Can you please introduce yourself and your background?
My name is Steve Jones. I am the Chair of Action for Pulmonary Fibrosis UK, a charity founded in 2013 by patients, family members and doctors specialising in pulmonary fibrosis.
I was diagnosed with IPF in 2008 and lived with the disease for eight years, before receiving a single lung transplant in 2016, at the age of 67. I’m very fortunate to have survived to enjoy my 70th birthday.
I’m also on the Executive Board of the European Idiopathic Pulmonary Fibrosis and Related Disorders Federation (EU-IPFF) and on the Council of the European Lung Foundation (ELF).
Tell us about your journey to the diagnosis of IPF
It took around five months to be diagnosed with IPF. I first went to my GP with a persistent cough. He changed my blood pressure medication, which seemed to stop my cough for six months but then it came back. I expected my doctor to change my blood pressure medication again, but he referred me to my local hospital for a chest X-ray, then a CT scan, and lastly a bronchoalveolar lavage, at a specialist centre. When the results came back, I had my diagnosis: IPF.

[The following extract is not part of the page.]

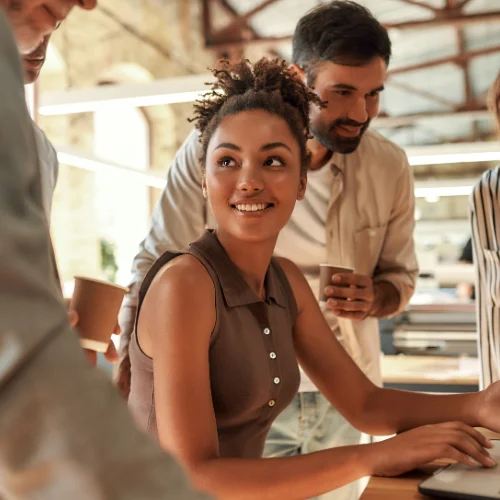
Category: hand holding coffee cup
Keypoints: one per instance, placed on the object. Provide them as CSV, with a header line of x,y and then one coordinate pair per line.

My journey was straight-forward and I was diagnosed fairly quickly, which isn’t always the case. Results from a 2018 survey by Action for Pulmonary Fibrosis of 776 patients in the UK showed that 35 percent were initially diagnosed incorrectly, while a study by EU-IPFF showed that 37 percent of patients across Europe were misdiagnosed. Misdiagnosis is very common among IPF patients because the disease can be mistaken for other respiratory conditions such as pneumonia and asthma. The average time to diagnosis in the UK is seven months, with some patients unfortunately remaining undiagnosed for over two years. For a disease with a survival prognosis of only 3-4 years from diagnosis, this is serious.
You mentioned that one of the initial symptoms of IPF is a cough. What’s the difference between IPF cough and what we know as ‘normal’ coughing?
For many people, IPF cough starts as a tickly, dry and persistent cough. Up to 70 percent of IPF patients experience cough during the disease but not everyone has it from the start. Over time, my cough became productive, with lots of phlegm: sticky phlegm is a particular problem as it’s more difficult to clear than watery phlegm. Coughing becomes very exhausting and impacts other parts of an IPF patient’s life.
Debilitating is the best way to describe IPF cough… it impacted all aspects of my life. At work, I found myself muting calls to allow myself to cough, or avoiding calls altogether. When I worked with clients, I had to pretend that there was nothing wrong, which was isolating. Before IPF, I used to like telling one-liner jokes, but I had to stop because my cough always seemed to get in the way. My family and friends were understanding but I know some patients are embarrassed by their cough and feel they can no longer meet people socially.